Time Frequency Analysis of EMG Signal for Gesture Recognition using Fine grained Features
Parshuram N. Aarotale, Ajita Rattani
TL;DR
This work tackles EMG-based gesture recognition by addressing fine-grained temporal-frequency cues that conventional CNNs often miss. It introduces XMANet, a cross-layer mutual attention network that treats each CNN layer as an expert and exchanges attention across shallow-to-deep layers, augmented by attention-based crops and a mutual learning schedule. Representations from STFT spectrograms and wavelet-based scalograms are used to create rich time-frequency inputs, and experiments on Grabmyo and FORS-EMG show consistent accuracy gains over strong CNN baselines across multiple backbones. The approach improves robustness and accuracy in EMG gesture classification, suggesting strong potential for prosthetic control and human–machine interfaces, with future work towards fairness and self-supervised signal representations.
Abstract
Electromyography (EMG) based hand gesture recognition converts forearm muscle activity into control commands for prosthetics, rehabilitation, and human computer interaction.
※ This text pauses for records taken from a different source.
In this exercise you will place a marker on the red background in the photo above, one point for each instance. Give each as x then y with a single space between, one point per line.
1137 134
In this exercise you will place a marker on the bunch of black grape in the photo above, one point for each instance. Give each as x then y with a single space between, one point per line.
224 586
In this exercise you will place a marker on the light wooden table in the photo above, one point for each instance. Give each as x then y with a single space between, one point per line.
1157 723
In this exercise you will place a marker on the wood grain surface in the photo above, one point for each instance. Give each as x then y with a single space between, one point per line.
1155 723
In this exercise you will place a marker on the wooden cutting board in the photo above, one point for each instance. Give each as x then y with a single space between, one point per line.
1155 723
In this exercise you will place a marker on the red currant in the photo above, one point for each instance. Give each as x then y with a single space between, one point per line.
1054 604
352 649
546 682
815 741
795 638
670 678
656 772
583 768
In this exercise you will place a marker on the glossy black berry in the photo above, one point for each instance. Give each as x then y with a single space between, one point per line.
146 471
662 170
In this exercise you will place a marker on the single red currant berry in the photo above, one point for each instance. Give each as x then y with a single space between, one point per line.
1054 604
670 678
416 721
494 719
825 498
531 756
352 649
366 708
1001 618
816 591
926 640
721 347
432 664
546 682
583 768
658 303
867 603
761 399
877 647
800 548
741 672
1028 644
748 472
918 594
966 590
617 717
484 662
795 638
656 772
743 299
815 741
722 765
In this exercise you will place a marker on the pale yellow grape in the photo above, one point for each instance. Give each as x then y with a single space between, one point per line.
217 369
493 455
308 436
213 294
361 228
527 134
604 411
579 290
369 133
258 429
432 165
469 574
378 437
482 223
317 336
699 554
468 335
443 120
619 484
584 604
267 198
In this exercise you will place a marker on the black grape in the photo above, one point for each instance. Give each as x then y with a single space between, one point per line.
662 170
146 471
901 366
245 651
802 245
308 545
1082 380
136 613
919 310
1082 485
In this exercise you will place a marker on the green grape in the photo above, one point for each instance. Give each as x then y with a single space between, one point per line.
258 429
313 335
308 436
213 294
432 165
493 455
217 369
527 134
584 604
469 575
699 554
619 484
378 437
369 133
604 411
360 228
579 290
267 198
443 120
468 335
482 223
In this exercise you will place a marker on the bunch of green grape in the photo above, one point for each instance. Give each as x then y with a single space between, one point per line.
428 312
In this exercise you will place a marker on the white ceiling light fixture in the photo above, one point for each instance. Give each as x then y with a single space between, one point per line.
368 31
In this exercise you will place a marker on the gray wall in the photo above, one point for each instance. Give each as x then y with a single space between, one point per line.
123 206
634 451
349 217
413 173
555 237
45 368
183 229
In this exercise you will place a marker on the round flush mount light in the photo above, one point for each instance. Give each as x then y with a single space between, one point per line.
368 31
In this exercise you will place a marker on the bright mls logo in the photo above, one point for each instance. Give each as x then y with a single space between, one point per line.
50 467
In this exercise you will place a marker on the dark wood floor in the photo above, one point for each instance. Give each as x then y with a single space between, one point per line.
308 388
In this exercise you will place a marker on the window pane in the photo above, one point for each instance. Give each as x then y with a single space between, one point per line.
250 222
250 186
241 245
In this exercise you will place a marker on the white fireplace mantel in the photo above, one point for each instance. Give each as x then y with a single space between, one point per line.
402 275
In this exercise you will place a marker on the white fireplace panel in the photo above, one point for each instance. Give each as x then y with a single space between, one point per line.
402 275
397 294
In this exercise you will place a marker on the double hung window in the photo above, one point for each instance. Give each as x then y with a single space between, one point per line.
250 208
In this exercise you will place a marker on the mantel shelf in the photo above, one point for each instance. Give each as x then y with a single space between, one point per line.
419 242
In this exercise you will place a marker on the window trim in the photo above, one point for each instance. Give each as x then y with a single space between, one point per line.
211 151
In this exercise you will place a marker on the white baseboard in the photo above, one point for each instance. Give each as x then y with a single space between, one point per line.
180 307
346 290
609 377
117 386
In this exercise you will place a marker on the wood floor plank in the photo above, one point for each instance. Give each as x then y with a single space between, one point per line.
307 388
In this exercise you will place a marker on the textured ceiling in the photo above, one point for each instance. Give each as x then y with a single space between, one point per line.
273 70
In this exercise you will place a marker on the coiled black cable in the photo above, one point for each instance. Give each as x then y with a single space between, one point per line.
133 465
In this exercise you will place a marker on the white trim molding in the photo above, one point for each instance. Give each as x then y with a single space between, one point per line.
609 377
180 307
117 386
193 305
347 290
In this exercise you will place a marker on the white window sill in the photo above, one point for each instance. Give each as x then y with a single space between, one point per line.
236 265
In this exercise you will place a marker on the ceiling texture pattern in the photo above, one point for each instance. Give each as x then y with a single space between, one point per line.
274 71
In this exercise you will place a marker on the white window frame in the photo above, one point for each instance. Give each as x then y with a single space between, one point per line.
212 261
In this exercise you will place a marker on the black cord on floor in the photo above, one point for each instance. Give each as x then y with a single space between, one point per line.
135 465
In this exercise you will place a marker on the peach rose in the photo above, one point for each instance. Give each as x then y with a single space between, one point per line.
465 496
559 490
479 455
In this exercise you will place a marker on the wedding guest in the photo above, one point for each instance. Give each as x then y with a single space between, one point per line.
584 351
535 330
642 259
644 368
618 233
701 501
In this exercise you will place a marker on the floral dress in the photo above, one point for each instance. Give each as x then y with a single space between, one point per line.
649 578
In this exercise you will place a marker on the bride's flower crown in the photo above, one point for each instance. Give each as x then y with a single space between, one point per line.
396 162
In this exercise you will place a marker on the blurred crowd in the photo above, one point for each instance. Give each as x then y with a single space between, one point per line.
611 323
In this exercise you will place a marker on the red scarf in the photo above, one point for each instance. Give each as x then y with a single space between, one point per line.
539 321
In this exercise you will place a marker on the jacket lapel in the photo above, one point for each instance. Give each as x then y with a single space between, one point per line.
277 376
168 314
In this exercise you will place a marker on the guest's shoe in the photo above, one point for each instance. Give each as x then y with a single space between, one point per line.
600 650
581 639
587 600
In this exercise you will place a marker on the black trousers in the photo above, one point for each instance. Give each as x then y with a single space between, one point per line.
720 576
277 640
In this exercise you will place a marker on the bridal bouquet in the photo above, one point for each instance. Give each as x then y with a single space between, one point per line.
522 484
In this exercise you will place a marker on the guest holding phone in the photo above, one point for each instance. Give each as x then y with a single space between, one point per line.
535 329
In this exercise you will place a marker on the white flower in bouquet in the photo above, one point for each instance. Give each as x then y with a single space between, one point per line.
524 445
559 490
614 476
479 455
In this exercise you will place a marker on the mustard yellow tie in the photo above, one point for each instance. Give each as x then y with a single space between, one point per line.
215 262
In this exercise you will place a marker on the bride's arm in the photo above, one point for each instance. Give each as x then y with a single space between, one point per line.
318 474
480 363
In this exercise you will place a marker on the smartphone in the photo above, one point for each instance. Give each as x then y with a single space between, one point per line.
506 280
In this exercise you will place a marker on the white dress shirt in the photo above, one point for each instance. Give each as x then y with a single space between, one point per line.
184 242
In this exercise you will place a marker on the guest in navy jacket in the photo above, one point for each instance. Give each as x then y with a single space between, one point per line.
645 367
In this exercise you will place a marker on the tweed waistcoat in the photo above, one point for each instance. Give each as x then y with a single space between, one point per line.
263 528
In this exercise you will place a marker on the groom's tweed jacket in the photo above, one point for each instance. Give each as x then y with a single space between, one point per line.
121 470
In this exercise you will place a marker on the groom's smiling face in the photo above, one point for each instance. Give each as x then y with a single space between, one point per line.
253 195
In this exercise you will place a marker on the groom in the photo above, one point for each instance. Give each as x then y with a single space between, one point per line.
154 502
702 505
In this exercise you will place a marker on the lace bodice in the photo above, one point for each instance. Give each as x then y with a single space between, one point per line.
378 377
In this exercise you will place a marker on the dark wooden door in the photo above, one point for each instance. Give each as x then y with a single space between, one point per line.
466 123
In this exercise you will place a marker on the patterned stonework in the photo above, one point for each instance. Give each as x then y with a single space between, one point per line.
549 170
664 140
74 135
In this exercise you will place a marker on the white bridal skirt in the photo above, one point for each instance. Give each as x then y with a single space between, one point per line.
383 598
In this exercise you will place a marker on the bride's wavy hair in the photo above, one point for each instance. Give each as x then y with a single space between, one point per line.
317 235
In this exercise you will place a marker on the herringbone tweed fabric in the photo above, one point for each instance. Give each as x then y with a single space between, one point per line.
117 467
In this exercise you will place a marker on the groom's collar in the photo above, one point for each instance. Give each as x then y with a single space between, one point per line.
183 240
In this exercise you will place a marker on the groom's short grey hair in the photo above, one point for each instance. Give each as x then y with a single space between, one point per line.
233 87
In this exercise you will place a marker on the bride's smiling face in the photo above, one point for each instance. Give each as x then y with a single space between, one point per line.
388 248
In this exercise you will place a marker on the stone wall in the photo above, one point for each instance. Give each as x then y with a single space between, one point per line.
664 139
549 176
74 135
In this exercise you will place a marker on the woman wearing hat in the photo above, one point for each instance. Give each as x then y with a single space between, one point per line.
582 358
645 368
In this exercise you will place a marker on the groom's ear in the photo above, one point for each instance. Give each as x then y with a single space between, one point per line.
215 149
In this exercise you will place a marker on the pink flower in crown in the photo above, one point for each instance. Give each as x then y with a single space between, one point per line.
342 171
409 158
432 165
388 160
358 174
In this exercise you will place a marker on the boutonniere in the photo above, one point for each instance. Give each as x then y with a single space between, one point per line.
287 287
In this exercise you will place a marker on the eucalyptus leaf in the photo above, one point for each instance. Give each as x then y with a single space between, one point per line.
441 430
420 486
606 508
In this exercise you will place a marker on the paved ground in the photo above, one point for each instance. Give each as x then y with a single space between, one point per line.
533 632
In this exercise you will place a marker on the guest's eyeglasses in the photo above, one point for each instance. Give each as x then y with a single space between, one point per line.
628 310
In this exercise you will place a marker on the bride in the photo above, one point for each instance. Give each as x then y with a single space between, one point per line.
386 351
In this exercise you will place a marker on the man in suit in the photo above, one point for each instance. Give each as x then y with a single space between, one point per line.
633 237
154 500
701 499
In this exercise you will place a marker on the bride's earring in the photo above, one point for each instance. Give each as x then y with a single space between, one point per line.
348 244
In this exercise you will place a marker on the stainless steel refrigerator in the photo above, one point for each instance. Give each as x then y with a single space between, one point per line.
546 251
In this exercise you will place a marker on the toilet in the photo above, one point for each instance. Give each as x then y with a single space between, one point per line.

This paper proposes a novel approach to EMG-based hand gesture recognition that uses fine-grained classification and presents XMANet, which unifies low-level local and high level semantic cues through cross layer mutual attention among shallow to deep CNN experts. Using stacked spectrograms and scalograms derived from the Short Time Fourier Transform (STFT) and Wavelet Transform (WT), we benchmark XMANet against ResNet50, DenseNet-121, MobileNetV3, and EfficientNetB0. Experimental results on the Grabmyo dataset indicate that, using STFT, the proposed XMANet model outperforms the baseline ResNet50, EfficientNetB0, MobileNetV3, and DenseNet121 models with improvement of approximately 1.72%, 4.38%, 5.10%, and 2.53%, respectively. When employing the WT approach, improvements of around 1.57%, 1.88%, 1.46%, and 2.05% are observed over the same baselines. Similarly, on the FORS EMG dataset, the XMANet(ResNet50) model using STFT shows an improvement of about 5.04% over the baseline ResNet50. In comparison, the XMANet(DenseNet121) and XMANet(MobileNetV3) models yield enhancements of approximately 4.11% and 2.81%, respectively. Moreover, when using WT, the proposed XMANet achieves gains of around 4.26%, 9.36%, 5.72%, and 6.09% over the baseline ResNet50, DenseNet121, MobileNetV3, and EfficientNetB0 models, respectively. These results confirm that XMANet consistently improves performance across various architectures and signal processing techniques, demonstrating the strong potential of fine grained features for accurate and robust EMG classification.